The planned impeachment trial of Donald Trump after he leaves office would be our own version of the Cadaver Synod. In 897, Pope Stephen VI and his supporters continued to seethe over the action of Pope Formosus, who not only died in 896 but was followed by another pope, Boniface VI. After the brief rule of Boniface VI, Pope Stephen set about to even some scores. He pulled Formosus out of his tomb, propped him up in court, and convicted him of variety of violations of canon law. Formosus was then taken out, three fingers cut off, and eventually thrown in the Tiber River.
While some may be looking longingly at the Potomac for their own Cadaver Synod, Speaker Nancy Pelosi and other Democrats have stated that their primary interest is in the possible disqualification of Trump from holding future federal office. Disqualification however is an optional penalty that follows a conviction and removal. It may be added to the primary purpose of removal referenced in the Constitution. The Trump trial would convert this supplemental punishment into the primary purpose of the trial.
This did happen before but that precedent is only slightly better than the Cadaver Synod.
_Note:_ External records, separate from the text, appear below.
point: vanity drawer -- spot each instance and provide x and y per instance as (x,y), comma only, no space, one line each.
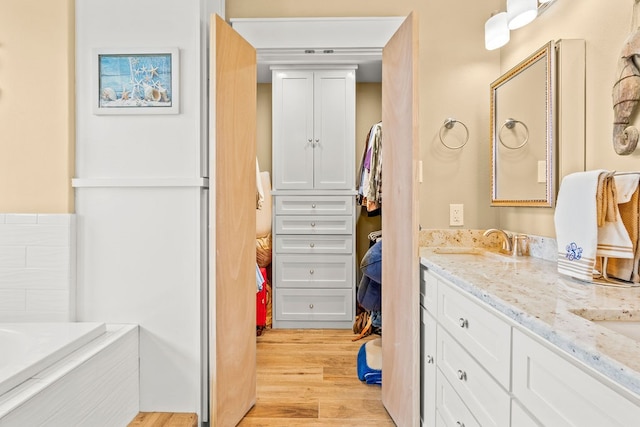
(314,205)
(311,224)
(487,401)
(322,244)
(314,304)
(428,290)
(312,271)
(480,332)
(450,407)
(560,391)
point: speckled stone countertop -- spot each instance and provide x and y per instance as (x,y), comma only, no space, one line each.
(530,291)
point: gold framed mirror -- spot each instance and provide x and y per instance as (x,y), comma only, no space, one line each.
(522,132)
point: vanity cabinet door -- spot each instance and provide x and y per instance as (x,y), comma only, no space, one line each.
(560,392)
(428,368)
(484,335)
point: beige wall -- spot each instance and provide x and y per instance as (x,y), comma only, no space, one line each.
(604,25)
(454,71)
(36,106)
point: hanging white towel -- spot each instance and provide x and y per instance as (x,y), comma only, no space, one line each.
(579,238)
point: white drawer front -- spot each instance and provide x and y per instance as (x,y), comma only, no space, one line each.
(450,407)
(314,205)
(483,334)
(286,224)
(486,400)
(325,244)
(314,304)
(558,392)
(428,290)
(314,271)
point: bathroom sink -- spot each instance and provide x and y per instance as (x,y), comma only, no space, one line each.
(626,323)
(471,250)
That case involved William Belknap who served as Secretary of War to President Ulysses S. Grant. Belknap resigned after allegations of corruption — just shortly before a House vote of impeachment. The Senate held a trial but acquitted him. Twenty nine of 66 voting senators disagreed in a threshold motion that Belknap was “amenable to trial by impeachment . . . notwithstanding his resignation.”
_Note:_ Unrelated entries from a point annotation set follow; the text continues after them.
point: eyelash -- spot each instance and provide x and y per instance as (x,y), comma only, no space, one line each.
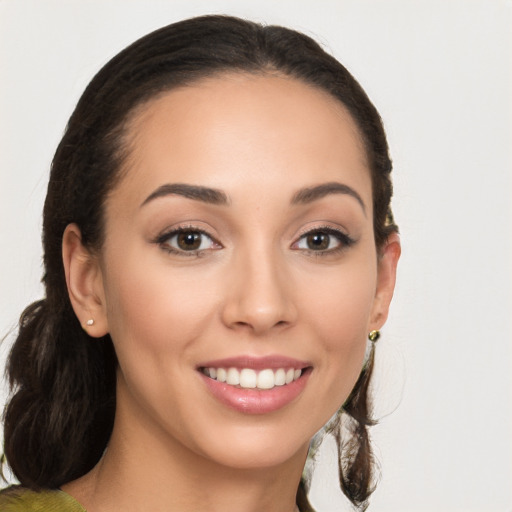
(163,241)
(345,241)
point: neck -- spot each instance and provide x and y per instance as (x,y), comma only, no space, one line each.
(144,469)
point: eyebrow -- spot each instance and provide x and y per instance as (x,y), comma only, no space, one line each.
(196,192)
(310,194)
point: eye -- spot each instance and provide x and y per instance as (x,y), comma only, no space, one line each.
(190,241)
(324,240)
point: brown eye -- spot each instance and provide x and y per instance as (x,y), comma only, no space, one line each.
(323,241)
(189,241)
(318,241)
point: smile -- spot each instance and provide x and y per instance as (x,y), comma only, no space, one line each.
(249,378)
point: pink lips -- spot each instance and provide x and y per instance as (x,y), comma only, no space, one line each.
(256,401)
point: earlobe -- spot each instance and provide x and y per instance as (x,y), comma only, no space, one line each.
(84,283)
(386,277)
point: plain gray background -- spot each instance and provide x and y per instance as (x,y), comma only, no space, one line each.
(439,71)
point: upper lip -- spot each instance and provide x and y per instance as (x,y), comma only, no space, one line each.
(256,363)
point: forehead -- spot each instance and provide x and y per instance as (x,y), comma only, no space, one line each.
(244,130)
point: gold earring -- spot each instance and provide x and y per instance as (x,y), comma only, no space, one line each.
(374,336)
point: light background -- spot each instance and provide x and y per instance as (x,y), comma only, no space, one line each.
(439,71)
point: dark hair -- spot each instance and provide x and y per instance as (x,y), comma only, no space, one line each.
(60,417)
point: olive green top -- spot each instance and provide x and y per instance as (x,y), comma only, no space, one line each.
(19,499)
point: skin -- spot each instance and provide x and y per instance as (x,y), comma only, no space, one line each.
(254,289)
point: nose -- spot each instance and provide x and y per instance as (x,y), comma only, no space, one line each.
(259,296)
In fairness to the Democrats, I have long rejected the argument that there comes a point when it is too late to impeach a president while he is in office. As I said in both the Clinton and Trump impeachment hearings, the House is under a duty to impeach if it believes that a president has committed a high crime and misdemeanor. If that occurred on the last day of a term, it would still be warranted.
My objection to this second impeachment was that it proceeded without any deliberation of the traditional impeachment process. It was a snap impeachment, which is to the Constitution what Snapchat is to conversations. It reduces the process to a raw, brief and partisan vote. This could have been avoided. A hearing could have been held in a day to allow the language of the article to be amended and the implications of the impeachment considered. It would also have allowed for a formal demand for a response from the president.
Instead, the impeachment was pushed through on a partisan muscle vote with only ten Republicans supporting the single article. It was an ironic moment. In the last Trump impeachment, I chastised the Democrats for pushing through an impeachment on the slimmest record and the shortest time frame of any presidential impeachment. They insisted that there was no time for witnesses before the House Judiciary hearing, but later waited weeks to submit the articles to the Senate. Now they have outdone that record with an impeachment with no traditional record in a matter of a couple of days. The Senate will not sit until January 19th and any trial would likely occur after January 20th.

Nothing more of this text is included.